If we’re assigning sounds to hits, Jurickson Profar’s single was probably a CRIKE!; he smashed a ball that didn’t even have time to wave at first baseman C.J. Cron as it went past. Gallo scored, and it was 5-3. Texas added another in the 7th on–you were waiting for boom?–a Carlos Gomez home run! The patience paid off, and he got a pitch he could hit.
With the score 6-3, it was time to turn our attention to the harrowing task of getting the final nine outs.
First man up: Jeremy Jeffress. Jeffress was Milwaukee’s closer last season before coming to the Rangers, but his ERA as of this morning was one of those bloated early-season double-digit numbers (10.13, to be precise). By the time he entered the game, it was already down to 6.75 (thanks to a scoring change changing a double to an error in the April 8th game).

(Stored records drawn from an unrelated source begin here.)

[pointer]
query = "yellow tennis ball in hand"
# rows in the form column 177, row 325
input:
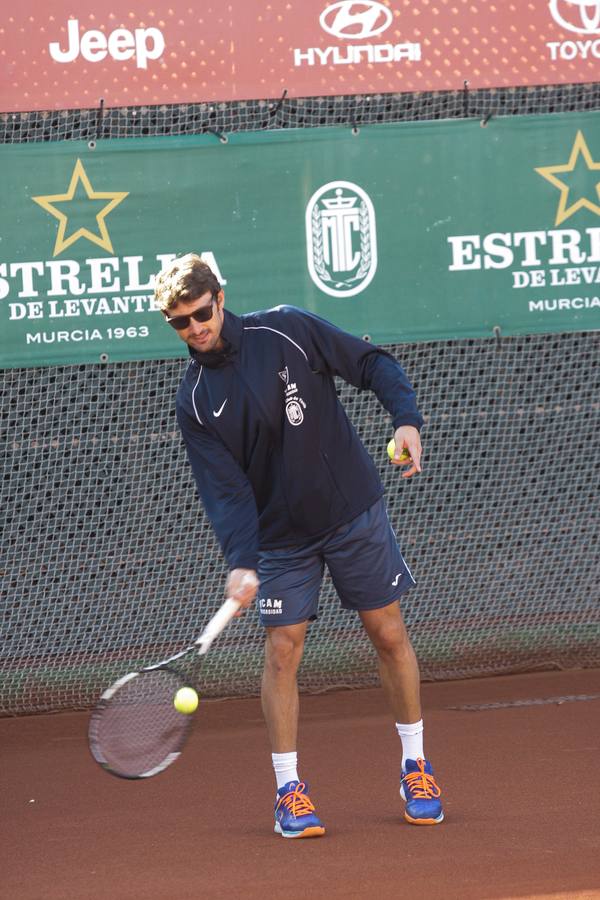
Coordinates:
column 186, row 700
column 392, row 449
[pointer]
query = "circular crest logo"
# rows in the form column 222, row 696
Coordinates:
column 353, row 20
column 293, row 411
column 341, row 239
column 581, row 16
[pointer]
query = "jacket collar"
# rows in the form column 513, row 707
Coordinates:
column 232, row 336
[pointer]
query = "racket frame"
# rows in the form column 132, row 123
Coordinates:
column 200, row 647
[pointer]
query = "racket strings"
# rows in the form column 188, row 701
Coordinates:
column 137, row 730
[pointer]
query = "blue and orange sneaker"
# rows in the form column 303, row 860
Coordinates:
column 294, row 812
column 422, row 795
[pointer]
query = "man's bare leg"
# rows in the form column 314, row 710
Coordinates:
column 279, row 694
column 398, row 666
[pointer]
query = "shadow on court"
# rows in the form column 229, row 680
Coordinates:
column 520, row 780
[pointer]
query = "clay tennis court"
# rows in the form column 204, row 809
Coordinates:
column 521, row 785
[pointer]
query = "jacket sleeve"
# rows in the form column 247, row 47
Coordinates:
column 225, row 492
column 335, row 352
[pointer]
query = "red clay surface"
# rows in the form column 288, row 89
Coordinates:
column 521, row 790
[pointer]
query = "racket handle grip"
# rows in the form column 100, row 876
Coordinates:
column 216, row 625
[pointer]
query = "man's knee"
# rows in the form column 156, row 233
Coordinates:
column 388, row 632
column 283, row 648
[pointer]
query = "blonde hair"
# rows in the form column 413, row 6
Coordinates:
column 186, row 278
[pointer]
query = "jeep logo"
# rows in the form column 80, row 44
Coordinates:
column 121, row 44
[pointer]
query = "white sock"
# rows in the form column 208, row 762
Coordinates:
column 412, row 740
column 286, row 767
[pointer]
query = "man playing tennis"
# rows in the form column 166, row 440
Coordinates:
column 289, row 488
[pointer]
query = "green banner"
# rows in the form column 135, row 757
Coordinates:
column 400, row 232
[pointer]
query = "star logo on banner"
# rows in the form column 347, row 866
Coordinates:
column 81, row 204
column 579, row 181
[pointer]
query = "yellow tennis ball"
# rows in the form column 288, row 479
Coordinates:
column 392, row 449
column 186, row 700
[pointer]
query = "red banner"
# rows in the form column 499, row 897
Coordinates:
column 73, row 54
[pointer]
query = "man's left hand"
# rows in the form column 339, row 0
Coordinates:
column 407, row 436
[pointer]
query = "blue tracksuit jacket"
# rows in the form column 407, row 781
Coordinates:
column 275, row 458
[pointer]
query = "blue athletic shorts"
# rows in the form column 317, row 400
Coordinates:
column 363, row 558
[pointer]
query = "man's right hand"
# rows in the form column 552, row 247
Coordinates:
column 242, row 585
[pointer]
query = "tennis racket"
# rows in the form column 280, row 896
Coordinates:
column 135, row 730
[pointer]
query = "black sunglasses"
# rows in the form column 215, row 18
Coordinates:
column 199, row 315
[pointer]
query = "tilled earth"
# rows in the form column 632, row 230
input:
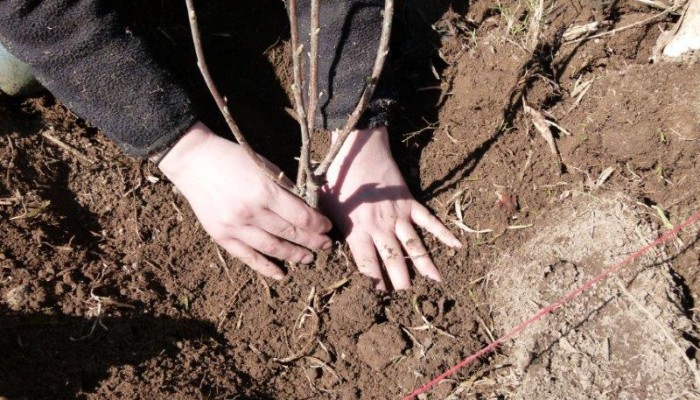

Groundout, strikeout, groundout. 4.91
He would end the night at 4.50 after retiring Yunel Escobar to start the 8th inning. With the left-handed Kole Calhoun up next, Jeff Banister called on Alex Claudio, who had only allowed one hit thus far in the young season. Make it two: Calhoun doubled down the left-field line. Mike Trout and Albert Pujols, who had fueled the fire that melted the Rangers bullpen down just 24 hours before, were now up. Banister’s choices for right-handed relievers:
Matt Bush, Keone Kela, Sam Dyson Tanner Scheppers Tony Barnette, Nick Martinez, Mike Hauschild, and Jose Leclerc. Barnette is the de facto closer and had worked last night, Martinez is on emergency duty only, preparing to start on April 15th. Hauschild is the long man…
Time to see what the kid has.
Leclerc threw three pitches to Mike Trout. Trout swung and missed at all three of them.
Leclerc threw one pitch to Albert Pujols. Pujols hit a lazy fly ball to center field.
In the top of the ninth, the Rangers tacked on some insurance runs: Mazara beat the shift by avoiding it, and Napoli beat the shift by brute force. With two on, Rougned Odor added a two-run triple of his own to match Gallo’s. With the score 8-3, there was really no need to bring in Barnette, who might be needed tomorrow. Leclerc had earned the right to shut it down, and he did just that, working around a leadoff single by Simmons and retiring the side, finishing with a swinging strikeout of Danny Espinosa (the same Espinosa who had kick-started the 9th inning on Tuesday with a solo home run).
The Rangers play at 2:35 CST tomorrow (Today? Whatever. Thursday.) with a chance to take two of three from the first place Angels. Yu Darvish takes the mound, and he’ll face the 0-1 Ricky Nolasco.